To override with your host's own files, uncomment the matching bind-mount lines in docker-compose.yml. To restore the baked defaults any time: cp /etc/skel-devbox/.bash_aliases ~/ (or delete the file and recreate the container).

What's Included

Base image (latest)

  • Debian trixie-slim — glibc, full terminal/PTY support
  • opencode — AI coding assistant
  • Node.js 22 — for npx-based MCP servers
  • AWS CLI v2 — SSO and Bedrock authentication
  • Dev tools — git, git-lfs, git-crypt, age, ssh, ripgrep, fd, fzf, bat, eza, zoxide, uv, rustup, jq, make, gcc, g++, curl, wget, neovim 0.12, tmux, htop, tree, rsync
  • Non-root user — runs as developer with UID auto-matched to workspace owner (sudo available)

OMOS image (latest-omos)

Everything in the base image, plus:

  • oh-my-opencode-slim — multi-agent orchestration plugin
  • Bun — JavaScript runtime required by oh-my-opencode-slim
  • 6 specialized agents — Orchestrator, Explorer, Oracle, Librarian, Designer, Fixer

Additional runtimes (build from source)

When building from source, additional runtimes are available via build args:

  • Python 3 (INSTALL_PYTHON=true) — Python 3 + pip + venv
  • Go (INSTALL_GO=true) — Go toolchain

oh-my-opencode-slim (OMOS variant)

The -omos image variant includes oh-my-opencode-slim, which adds a multi-agent layer on top of opencode. An Orchestrator delegates tasks to specialized agents, each configurable with different models and providers.

Quick start with OMOS

docker run -it --rm \
  -e OPENAI_API_KEY=your-key \
  -e OPENCODE_PROVIDER=openai \
  -e ENABLE_OMOS=true \
  -v ~/projects:/workspace \
  -v ~/.ssh:/home/developer/.ssh:ro \
  joakimp/opencode-devbox:latest-omos

On first start, the entrypoint configures oh-my-opencode-slim automatically.

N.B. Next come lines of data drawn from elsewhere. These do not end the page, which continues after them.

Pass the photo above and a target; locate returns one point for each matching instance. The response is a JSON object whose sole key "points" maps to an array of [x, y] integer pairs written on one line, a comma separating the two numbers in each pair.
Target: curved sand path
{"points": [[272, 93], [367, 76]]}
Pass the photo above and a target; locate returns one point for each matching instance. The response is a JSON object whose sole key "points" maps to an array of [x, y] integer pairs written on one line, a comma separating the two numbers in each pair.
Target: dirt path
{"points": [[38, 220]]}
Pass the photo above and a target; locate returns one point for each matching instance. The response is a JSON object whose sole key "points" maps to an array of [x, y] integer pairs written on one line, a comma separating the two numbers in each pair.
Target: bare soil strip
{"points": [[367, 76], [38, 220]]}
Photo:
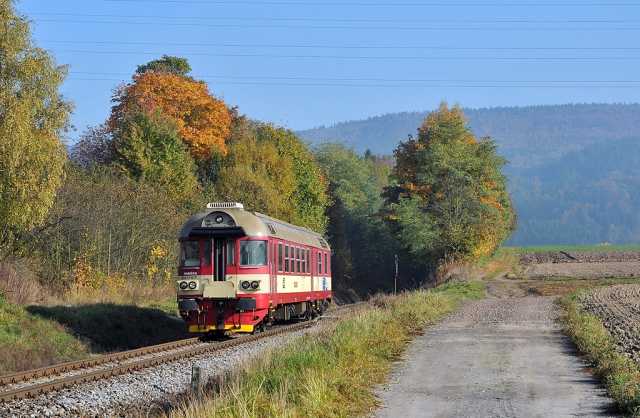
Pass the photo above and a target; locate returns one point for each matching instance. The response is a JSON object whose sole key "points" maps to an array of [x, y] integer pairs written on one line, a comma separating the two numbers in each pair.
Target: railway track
{"points": [[36, 382]]}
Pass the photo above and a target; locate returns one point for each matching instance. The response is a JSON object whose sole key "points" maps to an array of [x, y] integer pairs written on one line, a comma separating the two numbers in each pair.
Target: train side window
{"points": [[286, 258], [326, 264], [253, 253], [231, 252], [206, 252]]}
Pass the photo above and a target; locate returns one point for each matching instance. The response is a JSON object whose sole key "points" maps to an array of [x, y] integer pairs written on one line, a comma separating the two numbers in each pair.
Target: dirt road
{"points": [[499, 357]]}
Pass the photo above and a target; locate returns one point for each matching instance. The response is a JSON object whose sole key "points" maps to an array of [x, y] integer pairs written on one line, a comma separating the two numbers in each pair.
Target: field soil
{"points": [[503, 356], [618, 307], [584, 265]]}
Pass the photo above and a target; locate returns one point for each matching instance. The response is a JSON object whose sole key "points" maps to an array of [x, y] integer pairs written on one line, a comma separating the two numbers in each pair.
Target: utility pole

The default preset uses OpenAI models.

OMOS environment variables

Variable Default Description
ENABLE_OMOS false Activate oh-my-opencode-slim on container start
OMOS_TMUX false Enable tmux pane integration (watch agents in split panes)
OMOS_SKILLS true Install recommended skills (simplify, agent-browser, cartography)
OMOS_RESET false Force regenerate config on next start (backs up existing config)

Custom OMOS configuration

If you mount the opencode config directory (see Custom opencode Config above), the oh-my-opencode-slim.json file is included and persists across restarts. Edit it directly to control which models power each agent, fallback chains, council setup, and more.

See the oh-my-opencode-slim configuration docs for the full reference.

Verifying agents

After starting opencode with OMOS enabled, run inside the opencode session:

ping all agents

All six agents should respond if your provider authentication is working.

Multi-User Setup

This guide covers single-user setup. For running multiple opencode-devbox instances in parallel — whether each user has their own OS account or everyone shares one login — see the Multi-user setup section in the source repository. It covers volume isolation, the docker-compose.shared.yml layout, and the SIGNUM / $USER auto-detection mechanism.